How much of a problem is this? The researchers provide four
examples of what they call “potentially pointless stereoselective syntheses,”
all published in high profile journals in 2016 (interestingly, three are fragment
sized).
According to calculations, all of these molecules would undergo 19 to 70% racemization in 24 hours under physiological conditions.
According to calculations, all of these molecules would undergo 19 to 70% racemization in 24 hours under physiological conditions.
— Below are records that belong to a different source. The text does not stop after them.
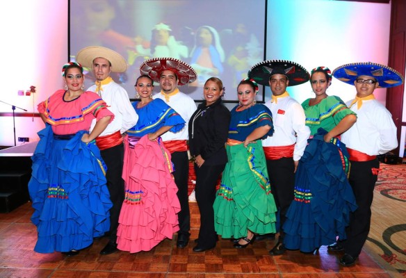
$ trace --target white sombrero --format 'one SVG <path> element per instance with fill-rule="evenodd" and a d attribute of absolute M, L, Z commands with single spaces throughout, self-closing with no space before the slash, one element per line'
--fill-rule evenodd
<path fill-rule="evenodd" d="M 104 58 L 111 63 L 113 72 L 124 72 L 127 69 L 125 59 L 120 54 L 103 47 L 88 47 L 81 49 L 76 55 L 76 61 L 83 67 L 92 68 L 93 60 Z"/>

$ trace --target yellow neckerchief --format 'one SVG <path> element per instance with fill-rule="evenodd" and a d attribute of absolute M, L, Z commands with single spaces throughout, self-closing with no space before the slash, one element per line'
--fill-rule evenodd
<path fill-rule="evenodd" d="M 355 104 L 355 102 L 357 102 L 357 107 L 358 108 L 358 110 L 359 110 L 361 106 L 362 106 L 362 101 L 363 100 L 371 100 L 371 99 L 375 99 L 375 96 L 372 94 L 367 96 L 367 97 L 359 97 L 355 96 L 355 99 L 354 99 L 351 102 L 351 104 L 350 104 L 349 108 L 351 108 L 351 106 L 352 106 L 352 105 L 354 104 Z"/>
<path fill-rule="evenodd" d="M 177 88 L 174 89 L 174 90 L 172 92 L 170 92 L 169 94 L 165 94 L 162 90 L 161 90 L 161 95 L 165 97 L 165 101 L 166 102 L 169 102 L 169 98 L 172 96 L 175 95 L 178 92 L 179 92 L 179 89 L 178 89 Z"/>
<path fill-rule="evenodd" d="M 110 76 L 107 77 L 106 79 L 102 80 L 101 81 L 96 81 L 96 82 L 95 83 L 96 84 L 96 92 L 97 94 L 99 94 L 99 96 L 101 96 L 100 92 L 103 90 L 103 88 L 102 88 L 102 85 L 107 85 L 110 82 L 113 81 L 113 79 Z"/>
<path fill-rule="evenodd" d="M 289 97 L 289 94 L 286 91 L 285 91 L 285 92 L 284 92 L 283 94 L 282 94 L 281 95 L 279 95 L 279 96 L 275 96 L 275 95 L 273 95 L 273 94 L 272 94 L 272 95 L 271 95 L 272 100 L 270 101 L 270 102 L 275 102 L 275 104 L 277 104 L 277 99 L 281 98 L 281 97 Z"/>

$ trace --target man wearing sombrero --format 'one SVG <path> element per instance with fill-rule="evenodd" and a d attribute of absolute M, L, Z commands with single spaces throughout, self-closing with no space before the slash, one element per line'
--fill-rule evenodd
<path fill-rule="evenodd" d="M 179 92 L 181 86 L 196 80 L 196 72 L 188 64 L 172 58 L 154 58 L 145 61 L 140 67 L 141 74 L 149 75 L 154 81 L 159 82 L 161 92 L 153 98 L 159 98 L 177 111 L 186 122 L 185 127 L 176 133 L 170 131 L 161 136 L 165 147 L 172 156 L 174 172 L 174 182 L 178 187 L 177 196 L 181 204 L 178 214 L 179 231 L 177 246 L 185 247 L 189 242 L 190 213 L 188 199 L 188 178 L 189 163 L 188 158 L 188 123 L 196 111 L 195 101 Z"/>
<path fill-rule="evenodd" d="M 345 250 L 340 263 L 348 266 L 355 263 L 369 232 L 371 205 L 380 170 L 377 155 L 398 146 L 396 126 L 392 115 L 375 99 L 373 91 L 377 88 L 402 85 L 404 79 L 393 69 L 373 63 L 344 65 L 334 70 L 333 76 L 354 85 L 357 90 L 355 99 L 347 103 L 357 113 L 357 122 L 342 134 L 341 141 L 350 154 L 349 181 L 358 209 L 351 215 L 346 230 L 347 239 L 328 247 L 330 251 Z"/>
<path fill-rule="evenodd" d="M 111 72 L 124 72 L 127 65 L 118 53 L 102 47 L 88 47 L 79 51 L 76 60 L 92 68 L 96 83 L 88 90 L 95 92 L 105 101 L 114 113 L 114 120 L 100 136 L 96 144 L 107 165 L 106 178 L 113 207 L 110 211 L 110 240 L 100 254 L 106 255 L 117 251 L 117 228 L 118 217 L 124 198 L 124 180 L 122 178 L 124 163 L 122 133 L 133 126 L 138 116 L 131 106 L 127 91 L 110 76 Z M 90 131 L 94 128 L 93 122 Z"/>
<path fill-rule="evenodd" d="M 272 99 L 265 105 L 272 112 L 275 132 L 262 140 L 262 145 L 280 219 L 278 242 L 269 253 L 280 255 L 286 251 L 282 227 L 294 197 L 295 172 L 310 135 L 302 106 L 289 97 L 286 89 L 307 82 L 309 75 L 294 62 L 273 60 L 255 65 L 248 72 L 248 76 L 261 85 L 269 85 L 272 91 Z"/>

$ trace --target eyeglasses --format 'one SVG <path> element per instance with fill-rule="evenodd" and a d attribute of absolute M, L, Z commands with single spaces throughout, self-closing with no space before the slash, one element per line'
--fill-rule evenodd
<path fill-rule="evenodd" d="M 374 84 L 377 83 L 377 81 L 375 81 L 372 79 L 356 79 L 355 81 L 357 81 L 357 83 L 366 83 L 367 84 Z"/>
<path fill-rule="evenodd" d="M 83 75 L 81 74 L 76 74 L 76 75 L 73 75 L 73 74 L 67 74 L 66 76 L 66 78 L 68 79 L 81 79 L 83 77 Z"/>

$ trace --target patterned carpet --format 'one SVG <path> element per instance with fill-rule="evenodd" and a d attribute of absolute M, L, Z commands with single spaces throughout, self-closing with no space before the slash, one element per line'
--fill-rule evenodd
<path fill-rule="evenodd" d="M 406 165 L 381 163 L 364 248 L 406 277 Z"/>

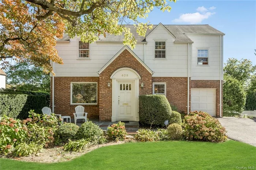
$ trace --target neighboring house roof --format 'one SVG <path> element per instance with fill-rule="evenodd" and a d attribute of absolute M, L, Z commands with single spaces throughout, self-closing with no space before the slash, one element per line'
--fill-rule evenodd
<path fill-rule="evenodd" d="M 135 36 L 137 43 L 145 41 L 145 37 L 148 35 L 157 26 L 162 24 L 154 25 L 153 28 L 148 29 L 145 37 L 140 36 L 137 33 L 136 28 L 133 25 L 126 25 L 125 27 L 130 28 L 131 32 Z M 163 25 L 175 37 L 175 42 L 188 42 L 193 41 L 186 35 L 191 34 L 225 35 L 223 32 L 215 29 L 209 25 Z M 115 35 L 106 33 L 106 37 L 100 35 L 97 42 L 123 42 L 124 39 L 124 33 L 121 35 Z M 67 35 L 65 34 L 61 39 L 56 39 L 57 41 L 65 41 L 69 40 Z"/>
<path fill-rule="evenodd" d="M 3 70 L 1 69 L 0 69 L 0 75 L 3 75 L 6 76 L 6 74 L 4 73 L 4 72 L 3 71 Z"/>
<path fill-rule="evenodd" d="M 98 72 L 98 73 L 99 74 L 102 72 L 103 70 L 104 70 L 112 62 L 114 61 L 114 60 L 116 59 L 119 55 L 123 51 L 125 50 L 127 50 L 128 51 L 130 52 L 130 53 L 139 61 L 140 63 L 141 64 L 142 66 L 143 66 L 145 68 L 146 68 L 148 72 L 149 72 L 151 74 L 153 74 L 154 73 L 154 72 L 153 72 L 144 63 L 144 62 L 142 61 L 134 53 L 132 50 L 129 47 L 125 45 L 121 49 L 121 50 L 119 50 L 119 51 L 117 52 L 115 55 L 109 60 L 109 61 L 103 67 L 102 67 L 100 70 L 99 70 Z"/>

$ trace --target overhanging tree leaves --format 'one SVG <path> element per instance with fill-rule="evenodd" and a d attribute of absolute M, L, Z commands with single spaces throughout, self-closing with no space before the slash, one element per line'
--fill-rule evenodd
<path fill-rule="evenodd" d="M 49 60 L 62 63 L 54 48 L 54 37 L 61 38 L 64 31 L 71 38 L 77 35 L 90 43 L 100 34 L 124 32 L 124 43 L 134 48 L 136 40 L 124 24 L 136 25 L 137 32 L 144 36 L 152 26 L 139 20 L 146 18 L 154 7 L 171 9 L 166 0 L 3 0 L 0 58 L 28 59 L 52 72 Z M 2 64 L 8 63 L 5 61 Z"/>

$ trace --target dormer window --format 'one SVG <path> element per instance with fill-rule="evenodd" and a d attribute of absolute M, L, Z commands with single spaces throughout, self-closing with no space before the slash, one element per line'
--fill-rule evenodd
<path fill-rule="evenodd" d="M 166 58 L 166 41 L 155 41 L 155 58 Z"/>
<path fill-rule="evenodd" d="M 90 55 L 90 44 L 81 41 L 78 42 L 78 58 L 89 59 Z"/>

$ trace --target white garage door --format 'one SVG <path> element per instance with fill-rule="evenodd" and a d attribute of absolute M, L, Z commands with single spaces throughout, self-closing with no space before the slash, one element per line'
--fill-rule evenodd
<path fill-rule="evenodd" d="M 191 89 L 191 111 L 202 111 L 216 116 L 216 90 Z"/>

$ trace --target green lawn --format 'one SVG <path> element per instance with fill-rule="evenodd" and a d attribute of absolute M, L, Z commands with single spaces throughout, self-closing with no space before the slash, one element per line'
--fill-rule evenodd
<path fill-rule="evenodd" d="M 103 147 L 53 163 L 0 159 L 0 169 L 236 169 L 256 167 L 256 147 L 233 140 L 128 143 Z"/>

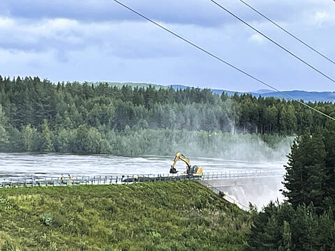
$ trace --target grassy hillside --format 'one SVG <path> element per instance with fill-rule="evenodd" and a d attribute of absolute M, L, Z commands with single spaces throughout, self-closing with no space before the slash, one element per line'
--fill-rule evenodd
<path fill-rule="evenodd" d="M 248 229 L 191 181 L 0 189 L 1 250 L 241 250 Z"/>

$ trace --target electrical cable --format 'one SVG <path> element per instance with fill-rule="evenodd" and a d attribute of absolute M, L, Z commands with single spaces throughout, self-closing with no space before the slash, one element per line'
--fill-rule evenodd
<path fill-rule="evenodd" d="M 168 31 L 168 32 L 170 33 L 170 34 L 172 34 L 173 36 L 177 37 L 178 38 L 184 40 L 184 42 L 186 42 L 186 43 L 188 43 L 189 45 L 191 45 L 195 47 L 195 48 L 201 50 L 202 52 L 204 52 L 205 54 L 211 56 L 211 57 L 214 57 L 214 59 L 218 60 L 218 61 L 221 61 L 221 63 L 225 63 L 226 65 L 228 65 L 228 66 L 230 66 L 231 68 L 237 70 L 237 71 L 240 72 L 241 73 L 242 73 L 242 74 L 244 74 L 244 75 L 246 75 L 246 76 L 252 78 L 253 79 L 254 79 L 254 80 L 255 80 L 255 81 L 257 81 L 257 82 L 260 82 L 260 83 L 261 83 L 261 84 L 267 86 L 269 87 L 269 88 L 271 88 L 271 89 L 276 91 L 276 92 L 278 92 L 278 93 L 282 93 L 283 95 L 285 96 L 286 97 L 289 98 L 290 99 L 291 99 L 291 100 L 292 100 L 297 101 L 297 102 L 299 102 L 299 104 L 303 105 L 308 107 L 309 109 L 311 109 L 312 110 L 313 110 L 313 111 L 319 113 L 320 114 L 321 114 L 321 115 L 322 115 L 322 116 L 325 116 L 327 117 L 328 119 L 332 119 L 333 121 L 335 121 L 335 118 L 333 118 L 333 117 L 332 117 L 332 116 L 329 116 L 329 115 L 323 113 L 322 112 L 320 112 L 320 111 L 319 111 L 318 109 L 315 109 L 314 107 L 312 107 L 311 106 L 310 106 L 310 105 L 304 103 L 304 102 L 302 102 L 302 101 L 298 100 L 295 100 L 295 99 L 293 97 L 292 97 L 291 96 L 283 92 L 283 91 L 281 91 L 277 89 L 276 88 L 271 86 L 270 84 L 266 83 L 265 82 L 264 82 L 264 81 L 262 81 L 262 80 L 257 78 L 256 77 L 253 76 L 252 75 L 251 75 L 251 74 L 245 72 L 244 70 L 243 70 L 237 68 L 237 66 L 233 66 L 232 64 L 231 64 L 231 63 L 225 61 L 225 60 L 221 59 L 220 57 L 214 55 L 214 54 L 212 54 L 211 52 L 209 52 L 209 51 L 207 51 L 207 50 L 202 48 L 201 47 L 195 45 L 195 43 L 191 42 L 190 40 L 188 40 L 183 38 L 181 36 L 178 35 L 177 33 L 172 31 L 171 30 L 168 29 L 168 28 L 165 28 L 165 27 L 163 26 L 163 25 L 159 24 L 158 23 L 157 23 L 157 22 L 156 22 L 155 21 L 151 20 L 150 18 L 147 17 L 146 16 L 143 15 L 142 14 L 141 14 L 141 13 L 137 12 L 136 10 L 132 9 L 131 7 L 127 6 L 126 5 L 122 3 L 121 2 L 119 1 L 118 0 L 113 0 L 113 1 L 115 1 L 116 3 L 119 3 L 119 5 L 124 6 L 124 8 L 126 8 L 126 9 L 128 9 L 128 10 L 131 10 L 131 12 L 133 12 L 133 13 L 135 13 L 136 15 L 140 16 L 141 17 L 144 18 L 144 20 L 146 20 L 150 22 L 151 23 L 152 23 L 152 24 L 158 26 L 158 27 L 163 29 L 165 30 L 165 31 Z"/>
<path fill-rule="evenodd" d="M 302 43 L 304 45 L 308 47 L 309 49 L 311 49 L 311 50 L 313 50 L 314 52 L 318 54 L 320 56 L 322 56 L 323 58 L 325 58 L 325 59 L 328 60 L 329 62 L 332 63 L 333 64 L 335 65 L 335 62 L 332 60 L 331 59 L 329 59 L 328 56 L 325 56 L 325 54 L 322 54 L 321 52 L 320 52 L 319 51 L 318 51 L 316 49 L 314 49 L 312 46 L 309 45 L 308 44 L 307 44 L 307 43 L 303 41 L 302 39 L 299 38 L 297 36 L 292 34 L 291 32 L 288 31 L 288 30 L 285 29 L 284 28 L 283 28 L 283 26 L 280 26 L 279 24 L 278 24 L 276 22 L 275 22 L 274 21 L 273 21 L 272 20 L 271 20 L 269 17 L 267 17 L 265 15 L 262 14 L 262 13 L 260 13 L 260 11 L 258 11 L 258 10 L 256 10 L 255 8 L 253 8 L 253 6 L 251 6 L 250 4 L 248 4 L 248 3 L 245 2 L 243 0 L 239 0 L 241 3 L 243 3 L 244 5 L 246 5 L 246 6 L 248 6 L 248 8 L 250 8 L 251 10 L 253 10 L 253 11 L 255 11 L 255 13 L 258 13 L 259 15 L 260 15 L 262 17 L 263 17 L 264 18 L 265 18 L 267 20 L 268 20 L 269 22 L 270 22 L 271 23 L 272 23 L 273 24 L 274 24 L 275 26 L 276 26 L 278 28 L 279 28 L 280 29 L 281 29 L 282 31 L 283 31 L 284 32 L 285 32 L 286 33 L 288 33 L 288 35 L 290 35 L 290 36 L 292 36 L 292 38 L 295 38 L 297 40 L 298 40 L 299 42 L 300 42 L 301 43 Z M 335 2 L 335 0 L 333 0 L 334 2 Z"/>
<path fill-rule="evenodd" d="M 264 34 L 263 33 L 260 32 L 260 31 L 258 31 L 257 29 L 255 29 L 255 27 L 253 27 L 253 26 L 251 26 L 251 24 L 249 24 L 248 23 L 247 23 L 246 21 L 244 21 L 244 20 L 242 20 L 241 17 L 237 16 L 236 15 L 234 15 L 233 13 L 230 12 L 230 10 L 228 10 L 228 9 L 226 9 L 225 7 L 223 7 L 223 6 L 221 6 L 220 3 L 216 2 L 214 0 L 210 0 L 211 2 L 213 2 L 214 3 L 215 3 L 216 5 L 217 5 L 218 7 L 220 7 L 221 8 L 222 8 L 223 10 L 225 10 L 225 12 L 227 12 L 228 13 L 230 14 L 231 15 L 232 15 L 234 17 L 238 19 L 239 21 L 241 21 L 241 22 L 243 22 L 244 24 L 246 24 L 246 26 L 248 26 L 248 27 L 251 28 L 253 30 L 254 30 L 255 31 L 256 31 L 258 33 L 260 34 L 261 36 L 262 36 L 263 37 L 265 37 L 265 38 L 267 38 L 267 40 L 269 40 L 269 41 L 271 41 L 271 43 L 273 43 L 274 44 L 275 44 L 276 45 L 277 45 L 278 47 L 281 48 L 282 50 L 285 50 L 286 52 L 288 52 L 288 54 L 290 54 L 291 56 L 294 56 L 295 58 L 296 58 L 297 59 L 298 59 L 299 61 L 302 61 L 302 63 L 304 63 L 304 64 L 306 64 L 307 66 L 310 67 L 311 68 L 312 68 L 313 70 L 314 70 L 315 71 L 316 71 L 317 73 L 321 74 L 322 76 L 324 76 L 325 77 L 327 78 L 328 79 L 329 79 L 330 81 L 333 82 L 334 83 L 335 83 L 335 79 L 332 79 L 332 77 L 330 77 L 329 76 L 327 75 L 326 74 L 323 73 L 321 70 L 318 70 L 316 68 L 315 68 L 314 66 L 313 66 L 311 64 L 310 64 L 309 63 L 307 63 L 306 61 L 304 61 L 304 59 L 302 59 L 301 58 L 299 58 L 298 56 L 295 55 L 293 52 L 291 52 L 290 50 L 288 50 L 288 49 L 286 49 L 285 47 L 284 47 L 283 46 L 279 45 L 277 42 L 276 42 L 275 40 L 274 40 L 273 39 L 270 38 L 269 37 L 268 37 L 267 36 L 266 36 L 265 34 Z"/>

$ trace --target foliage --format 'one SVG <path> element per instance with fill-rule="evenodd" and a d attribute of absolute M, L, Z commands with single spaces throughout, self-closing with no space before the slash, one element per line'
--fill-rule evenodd
<path fill-rule="evenodd" d="M 86 146 L 82 148 L 75 146 L 77 151 L 92 153 L 102 151 L 91 147 L 92 142 L 105 139 L 107 132 L 124 131 L 128 127 L 133 130 L 293 135 L 306 128 L 316 132 L 327 123 L 325 117 L 296 101 L 274 98 L 249 94 L 229 97 L 206 89 L 174 90 L 151 85 L 116 87 L 107 83 L 77 82 L 55 85 L 38 77 L 10 79 L 0 76 L 0 149 L 10 151 L 69 151 L 62 147 L 70 140 L 64 130 L 75 138 L 73 130 L 80 126 L 89 131 L 90 142 L 83 142 Z M 331 102 L 308 105 L 335 114 L 335 106 Z M 13 129 L 21 134 L 21 146 L 17 144 L 17 132 L 8 133 L 14 132 Z M 62 137 L 59 138 L 61 133 Z"/>
<path fill-rule="evenodd" d="M 253 212 L 248 250 L 335 250 L 335 124 L 298 137 L 285 167 L 287 201 Z"/>
<path fill-rule="evenodd" d="M 0 248 L 241 250 L 247 213 L 198 183 L 1 189 Z M 7 248 L 7 249 L 4 249 Z"/>
<path fill-rule="evenodd" d="M 247 250 L 335 250 L 333 213 L 318 215 L 313 204 L 270 203 L 253 221 Z"/>

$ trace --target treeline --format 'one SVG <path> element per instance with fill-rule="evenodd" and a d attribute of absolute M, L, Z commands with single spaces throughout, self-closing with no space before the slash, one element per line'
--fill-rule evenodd
<path fill-rule="evenodd" d="M 335 250 L 335 125 L 292 146 L 287 201 L 253 212 L 249 250 Z"/>
<path fill-rule="evenodd" d="M 315 132 L 327 118 L 296 101 L 251 95 L 214 94 L 198 88 L 174 90 L 122 88 L 73 83 L 54 84 L 38 77 L 15 79 L 0 76 L 0 104 L 7 125 L 21 130 L 27 125 L 41 131 L 78 128 L 81 125 L 108 130 L 131 128 L 219 130 L 223 132 L 299 135 Z M 331 102 L 308 102 L 330 116 Z M 9 125 L 9 126 L 8 126 Z"/>

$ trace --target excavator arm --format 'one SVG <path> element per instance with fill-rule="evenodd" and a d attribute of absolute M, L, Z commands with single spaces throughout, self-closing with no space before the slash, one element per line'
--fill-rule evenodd
<path fill-rule="evenodd" d="M 174 160 L 173 160 L 173 163 L 172 163 L 172 165 L 171 165 L 171 168 L 170 169 L 170 174 L 177 174 L 178 172 L 178 171 L 177 171 L 176 169 L 174 168 L 174 165 L 176 165 L 176 162 L 179 160 L 181 160 L 185 163 L 186 163 L 188 170 L 190 169 L 190 167 L 191 167 L 190 160 L 188 160 L 188 159 L 186 157 L 185 157 L 184 155 L 182 155 L 181 153 L 176 153 L 176 157 L 174 157 Z"/>

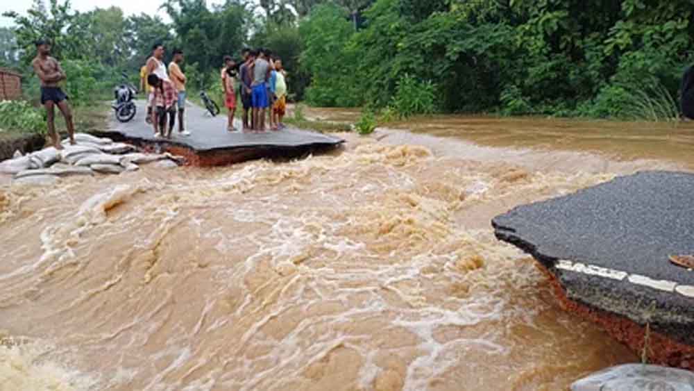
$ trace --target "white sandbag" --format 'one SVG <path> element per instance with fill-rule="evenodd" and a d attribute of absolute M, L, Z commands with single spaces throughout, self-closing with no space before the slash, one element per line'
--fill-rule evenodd
<path fill-rule="evenodd" d="M 65 164 L 74 165 L 75 163 L 86 158 L 87 156 L 92 156 L 94 155 L 101 155 L 101 152 L 100 151 L 96 151 L 96 153 L 91 151 L 83 152 L 82 153 L 77 153 L 71 155 L 67 158 L 63 158 L 60 160 L 60 161 Z"/>
<path fill-rule="evenodd" d="M 30 168 L 51 167 L 60 159 L 60 151 L 53 147 L 37 151 L 29 155 Z"/>
<path fill-rule="evenodd" d="M 67 141 L 69 142 L 69 140 Z M 96 145 L 105 145 L 113 143 L 113 140 L 110 138 L 99 138 L 87 133 L 76 133 L 75 141 L 78 143 L 90 143 L 96 144 Z"/>
<path fill-rule="evenodd" d="M 608 368 L 571 385 L 571 391 L 694 390 L 694 372 L 657 365 L 630 364 Z"/>
<path fill-rule="evenodd" d="M 158 162 L 159 160 L 163 160 L 169 158 L 167 155 L 157 153 L 140 153 L 139 152 L 124 155 L 123 158 L 126 161 L 139 165 L 151 163 L 152 162 Z"/>
<path fill-rule="evenodd" d="M 131 163 L 130 162 L 126 161 L 126 162 L 122 162 L 121 164 L 122 164 L 123 166 L 126 167 L 126 172 L 133 172 L 134 171 L 137 171 L 138 169 L 139 169 L 139 166 L 135 163 Z"/>
<path fill-rule="evenodd" d="M 178 168 L 178 163 L 169 159 L 159 160 L 158 162 L 154 163 L 153 165 L 154 167 L 161 169 L 172 169 L 174 168 Z"/>
<path fill-rule="evenodd" d="M 17 185 L 33 185 L 36 186 L 48 186 L 58 182 L 58 177 L 56 175 L 30 175 L 17 178 L 12 181 Z"/>
<path fill-rule="evenodd" d="M 100 153 L 98 155 L 88 155 L 78 160 L 75 165 L 81 167 L 90 167 L 92 165 L 121 165 L 124 162 L 123 156 L 118 155 L 108 155 Z"/>
<path fill-rule="evenodd" d="M 94 172 L 100 174 L 121 174 L 126 170 L 125 167 L 120 165 L 103 165 L 96 164 L 90 166 Z"/>
<path fill-rule="evenodd" d="M 37 175 L 56 175 L 58 176 L 69 176 L 72 175 L 92 175 L 94 172 L 88 167 L 75 167 L 67 165 L 56 164 L 51 168 L 39 169 L 27 169 L 15 175 L 15 179 Z"/>
<path fill-rule="evenodd" d="M 99 146 L 99 149 L 101 149 L 102 152 L 116 155 L 122 155 L 123 153 L 128 153 L 135 151 L 135 147 L 122 142 L 114 142 L 113 144 L 101 145 Z"/>
<path fill-rule="evenodd" d="M 0 163 L 0 172 L 17 174 L 29 169 L 31 160 L 28 156 L 22 156 Z"/>
<path fill-rule="evenodd" d="M 65 147 L 65 149 L 60 151 L 60 158 L 61 159 L 65 159 L 74 156 L 75 155 L 101 153 L 101 150 L 96 147 L 90 145 L 68 145 Z"/>

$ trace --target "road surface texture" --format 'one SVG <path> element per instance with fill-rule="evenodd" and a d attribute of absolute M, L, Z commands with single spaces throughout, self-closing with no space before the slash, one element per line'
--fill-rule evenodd
<path fill-rule="evenodd" d="M 137 101 L 136 104 L 137 115 L 132 121 L 121 124 L 113 118 L 109 131 L 101 135 L 181 152 L 189 158 L 193 156 L 194 160 L 196 156 L 200 165 L 218 165 L 264 157 L 291 157 L 316 149 L 335 148 L 344 142 L 338 138 L 291 127 L 260 133 L 229 132 L 223 113 L 212 117 L 201 108 L 189 103 L 185 111 L 186 130 L 192 135 L 179 135 L 177 124 L 171 139 L 155 138 L 152 126 L 145 122 L 144 102 Z M 238 119 L 236 122 L 237 128 L 240 128 Z"/>
<path fill-rule="evenodd" d="M 661 361 L 692 369 L 694 271 L 668 258 L 694 254 L 693 194 L 694 175 L 641 172 L 516 208 L 492 225 L 550 274 L 568 307 L 632 347 L 648 336 L 610 322 L 648 328 L 668 345 Z"/>

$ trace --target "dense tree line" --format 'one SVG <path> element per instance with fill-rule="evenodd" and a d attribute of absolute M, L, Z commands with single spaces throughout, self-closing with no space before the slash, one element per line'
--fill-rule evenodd
<path fill-rule="evenodd" d="M 422 98 L 400 87 L 412 78 L 443 112 L 656 119 L 675 110 L 693 10 L 686 0 L 378 0 L 355 32 L 326 4 L 301 26 L 307 97 L 389 106 Z"/>
<path fill-rule="evenodd" d="M 661 119 L 676 110 L 693 11 L 688 0 L 167 0 L 159 17 L 126 17 L 35 0 L 10 14 L 13 34 L 0 30 L 0 63 L 26 68 L 42 36 L 99 82 L 134 74 L 162 42 L 212 85 L 223 56 L 263 46 L 316 105 Z"/>

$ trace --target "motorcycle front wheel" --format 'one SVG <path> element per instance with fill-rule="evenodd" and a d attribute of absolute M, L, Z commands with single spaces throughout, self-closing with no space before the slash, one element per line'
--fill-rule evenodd
<path fill-rule="evenodd" d="M 137 113 L 137 108 L 130 102 L 121 105 L 116 109 L 116 119 L 120 122 L 128 122 Z"/>

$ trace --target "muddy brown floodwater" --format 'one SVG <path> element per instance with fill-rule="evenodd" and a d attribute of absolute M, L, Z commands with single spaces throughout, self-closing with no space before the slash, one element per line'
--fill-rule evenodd
<path fill-rule="evenodd" d="M 561 390 L 637 361 L 489 222 L 691 169 L 690 133 L 412 125 L 298 161 L 6 181 L 0 390 Z"/>

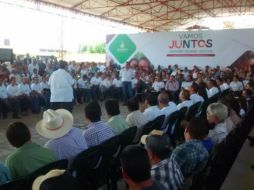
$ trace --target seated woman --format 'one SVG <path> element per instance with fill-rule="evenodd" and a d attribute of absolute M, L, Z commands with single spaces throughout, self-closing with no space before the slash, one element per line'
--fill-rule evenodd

So before embarking on any onerous stereoselective synthesis, it would
be worth running a quick calculation. If the molecule goes forward you’ll still
need experimental evidence for stability, but at least you’re less likely to be unpleasantly surprised by the answer.
3 comments:
I can't help feeling that most steroselective synthesis for fragments is pointless. Chiral pool is fine, but the added effort of genuine steroselective synthesis is hard to justify. Back in the day, fragment libraries were often run as mixtures of 10 or so different compounds, remember? So I can't see the harm of having two enantiomers or even diasteriomers for that matter in the well. If the protein is really selective for one isomer (and that happens less often than you might think) it be sorted out later. The main criterion for screening is efficiency, and complex steroselective routes don't cut it in my view.
How much would these fragments have to alter to increase the half-life?
Hi Paul,
You bring up good points, and in fact according to our recent
poll almost everyone includes racemates in their libraries. That said, if you do get a racemic hit, testing the pure enantiomers individually can be a useful (though not absolute) indicator as to whether the hit is real or not.
The issue the authors are concerned about is that even if you do find a chiral hit, it will rapidly racemize, so a stereoselective synthesis is not worthwhile.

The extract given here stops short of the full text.